By Liliana Gomez | giugno 11, 2008 - 2:03 pm
Posted in Category: WAO!!! Che ho scoperto...

numbers2.gifInteressante il discorso della dieta a zona (40-30-30) che è stato fatto alla terza lezione del Corso di Autodifesa Alimentare. Ho cercato un po’ di informazioni perché per me e difficile trovare gli alimenti, cioè non so cosa devo comprare, e mi trovo in un dilemma…

Della dieta a zone magari si può dire come distribuire questi alimenti secondo la regola 40-30-30.

Per arrivare al 40% delle calorie da carboidrati, sarebbe da tenere in considerazione quali verdure possiamo usare nella nostra dieta. La verdura fa parte di quei cibi il cui consumo è incoraggiato nelle nuove Linee Guida Dietetiche Americane.

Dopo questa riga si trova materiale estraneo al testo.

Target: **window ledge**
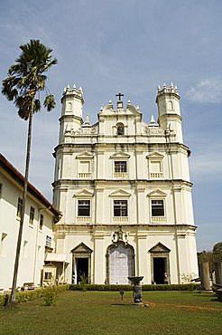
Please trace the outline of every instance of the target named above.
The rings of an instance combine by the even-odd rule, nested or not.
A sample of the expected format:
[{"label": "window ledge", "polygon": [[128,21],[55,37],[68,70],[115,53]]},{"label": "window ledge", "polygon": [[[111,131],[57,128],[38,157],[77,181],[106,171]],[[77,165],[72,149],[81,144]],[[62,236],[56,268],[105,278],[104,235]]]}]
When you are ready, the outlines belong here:
[{"label": "window ledge", "polygon": [[79,178],[90,178],[90,177],[91,177],[90,172],[79,173]]},{"label": "window ledge", "polygon": [[128,173],[127,172],[115,172],[114,173],[115,178],[121,178],[121,179],[127,179],[128,178]]},{"label": "window ledge", "polygon": [[77,216],[77,222],[88,224],[92,222],[92,218],[91,216]]},{"label": "window ledge", "polygon": [[114,216],[113,217],[113,222],[116,222],[116,223],[119,223],[119,222],[128,222],[129,221],[129,217],[128,216]]},{"label": "window ledge", "polygon": [[153,172],[150,174],[151,179],[161,179],[163,178],[163,173],[162,172]]},{"label": "window ledge", "polygon": [[152,216],[151,220],[153,224],[165,224],[166,216]]}]

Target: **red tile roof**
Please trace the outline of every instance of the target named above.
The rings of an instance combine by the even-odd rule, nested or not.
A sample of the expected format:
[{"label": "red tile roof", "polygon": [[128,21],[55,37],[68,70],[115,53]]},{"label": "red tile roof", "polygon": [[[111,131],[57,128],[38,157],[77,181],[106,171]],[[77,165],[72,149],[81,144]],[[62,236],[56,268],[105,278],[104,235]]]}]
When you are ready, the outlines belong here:
[{"label": "red tile roof", "polygon": [[[24,183],[24,177],[2,155],[0,154],[0,167],[2,167],[13,178],[22,186]],[[28,182],[28,192],[40,200],[51,212],[59,219],[61,213],[48,201],[44,196],[33,185]]]}]

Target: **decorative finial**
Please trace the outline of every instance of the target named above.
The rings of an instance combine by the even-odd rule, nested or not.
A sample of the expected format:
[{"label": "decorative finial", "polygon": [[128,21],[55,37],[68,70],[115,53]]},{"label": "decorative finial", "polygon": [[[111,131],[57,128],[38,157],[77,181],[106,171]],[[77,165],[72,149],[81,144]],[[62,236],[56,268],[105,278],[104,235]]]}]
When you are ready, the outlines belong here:
[{"label": "decorative finial", "polygon": [[121,101],[121,97],[124,97],[125,95],[122,93],[116,94],[116,97],[119,97],[119,101]]},{"label": "decorative finial", "polygon": [[86,117],[85,125],[89,126],[89,116],[88,115],[87,115]]},{"label": "decorative finial", "polygon": [[151,117],[151,123],[149,124],[149,127],[158,127],[158,124],[156,124],[153,115],[152,115]]}]

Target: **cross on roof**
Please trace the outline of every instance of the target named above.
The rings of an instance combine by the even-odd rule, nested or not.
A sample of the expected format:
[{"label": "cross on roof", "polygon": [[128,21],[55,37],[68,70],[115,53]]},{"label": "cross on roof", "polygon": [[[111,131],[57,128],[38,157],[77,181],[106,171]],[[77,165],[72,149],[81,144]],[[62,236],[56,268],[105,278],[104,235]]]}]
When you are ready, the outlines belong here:
[{"label": "cross on roof", "polygon": [[122,93],[116,94],[116,97],[119,97],[119,101],[121,101],[121,97],[124,97],[125,95]]}]

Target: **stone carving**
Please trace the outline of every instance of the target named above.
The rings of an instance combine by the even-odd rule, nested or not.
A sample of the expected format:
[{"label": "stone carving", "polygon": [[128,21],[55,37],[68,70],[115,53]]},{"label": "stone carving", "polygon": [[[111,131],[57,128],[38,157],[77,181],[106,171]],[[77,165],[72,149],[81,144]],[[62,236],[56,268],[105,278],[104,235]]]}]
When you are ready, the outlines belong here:
[{"label": "stone carving", "polygon": [[119,227],[118,232],[115,232],[113,234],[112,242],[115,243],[115,244],[116,244],[118,242],[124,242],[125,244],[128,243],[127,234],[125,232],[123,232],[121,226]]}]

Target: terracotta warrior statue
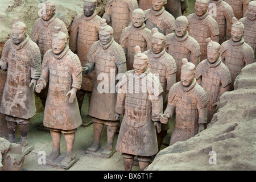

Anche se il termine “verdura” viene da molti utilizzato impropriamente come sinonimo di “cibo vegetale”, esso identifica con precisione un gruppo alimentare vegetale, forse il più vasto.

Oltre alla verdura allo stato naturale, quella che si può raccogliere direttamente nell’orto, a questo gruppo appartengono anche tutti i prodotti a base di verdura: succhi di verdura, in scatola, sott’olio, sottaceto, disidratata, surgelata, cruda e cotta.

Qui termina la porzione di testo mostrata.